The scientist part of me analyses every situation, when you see that the most effective way forward is to be kind and try to understand why other people have harmed you then how can you even consider following any other path? Like everyone else I have a short term reaction in a minute that is emotional and full of anger; that is our spirt. Then, on reflection I consider what has really happened, by who, what those people were thinking and how to connect with them; that is my soul. This enabled me to have a soulful response rather than spirited one and fortunately achieve everything I could have wished to, and in the process become friends with some of the people I could have so easily hated. When you see this as the most effective way, how can you follow any other path? You just have to step away for a minute, let your spirit calm down and give your soul some space.
How do you make time and care for your Mental Health?
As I strongly believe our environment is half of our mind then taking care of my mental health is largely about curating my outer mind. Spending time on my own in nature is hugely important too me, I love hiking and camping, as often as I can I pack my backpack and hike into a forest and up a mountain, tie my hammock between a few trees and spend the night out there, preferably in the depths of winter on the edge of cliff to wake up to a beautiful sunrise. Being with friends and family is hugely important too, talking time to talk to each other and share some food. This last year my daughter and I have learnt to ski, although at nearly 50 (she is 19) its a little too late to learn but I persevered and finally can throw myself down the mountain and enjoy the rush and endorphin release, outdoor sports are a great way to take care of our mental health along with time being comfortable to be alone; the goal is to become your own best friend on any adventure.

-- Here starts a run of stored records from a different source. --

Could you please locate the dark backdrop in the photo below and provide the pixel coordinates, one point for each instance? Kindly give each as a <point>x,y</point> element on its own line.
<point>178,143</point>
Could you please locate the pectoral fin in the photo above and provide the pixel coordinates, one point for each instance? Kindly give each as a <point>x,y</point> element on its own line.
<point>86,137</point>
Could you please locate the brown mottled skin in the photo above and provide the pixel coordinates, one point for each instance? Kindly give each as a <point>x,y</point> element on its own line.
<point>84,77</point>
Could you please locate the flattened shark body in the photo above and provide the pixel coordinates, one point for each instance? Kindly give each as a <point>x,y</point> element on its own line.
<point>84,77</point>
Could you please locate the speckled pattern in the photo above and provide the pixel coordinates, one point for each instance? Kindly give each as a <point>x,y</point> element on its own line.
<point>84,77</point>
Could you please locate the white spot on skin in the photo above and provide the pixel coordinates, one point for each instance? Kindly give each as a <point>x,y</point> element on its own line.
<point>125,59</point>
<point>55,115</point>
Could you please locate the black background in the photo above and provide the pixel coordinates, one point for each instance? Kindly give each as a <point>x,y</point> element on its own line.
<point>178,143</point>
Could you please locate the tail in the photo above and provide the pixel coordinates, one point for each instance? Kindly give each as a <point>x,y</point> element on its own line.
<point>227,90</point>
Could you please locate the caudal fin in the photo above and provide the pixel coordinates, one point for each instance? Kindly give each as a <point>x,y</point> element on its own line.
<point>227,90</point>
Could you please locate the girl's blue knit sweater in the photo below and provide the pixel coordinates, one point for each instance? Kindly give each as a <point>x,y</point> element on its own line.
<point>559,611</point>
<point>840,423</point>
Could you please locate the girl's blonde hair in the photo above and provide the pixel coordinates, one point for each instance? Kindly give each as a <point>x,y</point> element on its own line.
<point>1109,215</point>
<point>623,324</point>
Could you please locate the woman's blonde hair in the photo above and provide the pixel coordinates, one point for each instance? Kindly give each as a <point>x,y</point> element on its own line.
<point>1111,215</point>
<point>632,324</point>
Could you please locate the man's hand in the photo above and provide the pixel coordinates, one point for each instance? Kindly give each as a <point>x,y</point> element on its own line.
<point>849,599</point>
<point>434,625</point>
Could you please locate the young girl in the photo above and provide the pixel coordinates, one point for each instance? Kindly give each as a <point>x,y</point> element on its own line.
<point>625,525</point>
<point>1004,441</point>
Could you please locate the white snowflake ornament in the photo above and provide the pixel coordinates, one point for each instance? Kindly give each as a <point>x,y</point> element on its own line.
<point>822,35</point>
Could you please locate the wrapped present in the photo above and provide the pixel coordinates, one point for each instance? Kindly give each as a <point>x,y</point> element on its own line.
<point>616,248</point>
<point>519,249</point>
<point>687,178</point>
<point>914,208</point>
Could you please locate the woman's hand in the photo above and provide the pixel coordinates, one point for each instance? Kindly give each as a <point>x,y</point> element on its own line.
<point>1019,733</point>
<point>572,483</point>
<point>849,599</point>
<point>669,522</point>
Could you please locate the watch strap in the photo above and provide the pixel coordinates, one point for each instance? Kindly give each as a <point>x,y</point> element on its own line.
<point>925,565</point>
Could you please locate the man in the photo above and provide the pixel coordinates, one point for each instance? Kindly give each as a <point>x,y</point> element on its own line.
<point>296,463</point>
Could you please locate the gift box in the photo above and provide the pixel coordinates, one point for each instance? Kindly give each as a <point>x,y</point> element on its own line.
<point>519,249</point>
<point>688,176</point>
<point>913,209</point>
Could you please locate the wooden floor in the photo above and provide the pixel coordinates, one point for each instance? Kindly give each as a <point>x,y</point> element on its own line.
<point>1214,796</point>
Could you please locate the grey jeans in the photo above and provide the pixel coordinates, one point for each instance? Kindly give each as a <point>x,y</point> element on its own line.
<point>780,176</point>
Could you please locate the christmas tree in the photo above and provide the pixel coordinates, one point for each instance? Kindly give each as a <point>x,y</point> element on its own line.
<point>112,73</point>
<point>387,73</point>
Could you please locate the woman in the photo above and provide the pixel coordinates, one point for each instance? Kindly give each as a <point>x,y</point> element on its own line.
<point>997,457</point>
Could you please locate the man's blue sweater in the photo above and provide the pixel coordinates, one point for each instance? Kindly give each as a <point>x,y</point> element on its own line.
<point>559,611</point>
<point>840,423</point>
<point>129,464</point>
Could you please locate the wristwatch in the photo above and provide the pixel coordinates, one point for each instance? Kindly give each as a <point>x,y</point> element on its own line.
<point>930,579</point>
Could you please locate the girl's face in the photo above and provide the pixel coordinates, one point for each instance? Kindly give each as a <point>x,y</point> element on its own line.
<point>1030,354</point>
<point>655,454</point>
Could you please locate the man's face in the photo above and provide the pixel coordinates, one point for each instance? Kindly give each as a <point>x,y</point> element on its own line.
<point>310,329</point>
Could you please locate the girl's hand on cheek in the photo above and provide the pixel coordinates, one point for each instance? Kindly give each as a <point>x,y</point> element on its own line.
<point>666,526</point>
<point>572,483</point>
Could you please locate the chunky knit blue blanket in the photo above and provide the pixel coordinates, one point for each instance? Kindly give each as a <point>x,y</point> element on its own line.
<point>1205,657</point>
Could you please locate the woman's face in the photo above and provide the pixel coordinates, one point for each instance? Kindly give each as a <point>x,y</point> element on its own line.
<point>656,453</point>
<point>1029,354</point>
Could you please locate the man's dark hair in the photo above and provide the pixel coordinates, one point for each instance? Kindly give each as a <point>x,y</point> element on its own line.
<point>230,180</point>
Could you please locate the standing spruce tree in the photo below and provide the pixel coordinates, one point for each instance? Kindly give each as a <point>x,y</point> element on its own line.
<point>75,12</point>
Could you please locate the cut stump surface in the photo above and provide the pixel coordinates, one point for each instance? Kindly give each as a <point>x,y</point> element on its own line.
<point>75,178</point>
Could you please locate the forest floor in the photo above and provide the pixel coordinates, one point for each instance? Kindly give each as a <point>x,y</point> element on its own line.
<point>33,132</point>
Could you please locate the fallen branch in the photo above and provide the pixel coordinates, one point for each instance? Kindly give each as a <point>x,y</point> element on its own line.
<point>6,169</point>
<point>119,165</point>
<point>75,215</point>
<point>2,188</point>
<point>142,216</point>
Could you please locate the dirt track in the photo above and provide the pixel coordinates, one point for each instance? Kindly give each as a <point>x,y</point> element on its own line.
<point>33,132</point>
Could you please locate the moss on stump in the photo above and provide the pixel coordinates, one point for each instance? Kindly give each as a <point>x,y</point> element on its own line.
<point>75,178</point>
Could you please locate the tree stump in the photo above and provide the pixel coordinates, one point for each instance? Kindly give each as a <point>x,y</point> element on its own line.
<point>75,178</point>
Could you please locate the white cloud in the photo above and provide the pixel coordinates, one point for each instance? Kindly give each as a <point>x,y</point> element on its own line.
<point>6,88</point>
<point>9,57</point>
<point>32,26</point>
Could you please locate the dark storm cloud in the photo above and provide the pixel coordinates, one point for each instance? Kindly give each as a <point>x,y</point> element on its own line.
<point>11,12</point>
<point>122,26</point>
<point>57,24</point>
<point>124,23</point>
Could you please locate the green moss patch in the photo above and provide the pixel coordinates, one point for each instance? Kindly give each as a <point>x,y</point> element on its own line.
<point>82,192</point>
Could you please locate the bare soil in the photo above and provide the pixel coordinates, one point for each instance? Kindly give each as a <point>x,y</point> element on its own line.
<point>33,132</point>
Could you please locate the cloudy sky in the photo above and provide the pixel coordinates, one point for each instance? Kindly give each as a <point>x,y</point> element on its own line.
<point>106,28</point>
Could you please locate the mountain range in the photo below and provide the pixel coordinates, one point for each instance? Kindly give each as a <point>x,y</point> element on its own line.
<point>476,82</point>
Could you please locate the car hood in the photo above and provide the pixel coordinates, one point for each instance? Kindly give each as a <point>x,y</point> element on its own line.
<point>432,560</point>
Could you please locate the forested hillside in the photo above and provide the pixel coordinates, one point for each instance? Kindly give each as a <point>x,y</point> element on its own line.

What makes you feel empowered?
I feel empowered when I feel that I have the freedom and ability to express myself. Wether that is to do the work I do, go on stage and give a talk about my thoughts, work with children in a school, sleep on top of a mountain in the middle of winter, or even just to leave my home and walk down the street free from fear.
What would you like to see more of from the sexual wellness industry?
We need to talk, and we need to have a conversation. I will admit that sexual wellness is something I am too shy to talk about and was quite concerned about the questions I was going to be asked in this interview! We need to see more conversations that help break the taboos. We need to feel that talking about sex is as normal as talking about, well, the birds and the bees.
How do you think HANX can implement impactful change in the world?
Doing more of what you do, stimulating conversation and shining light in the darkness.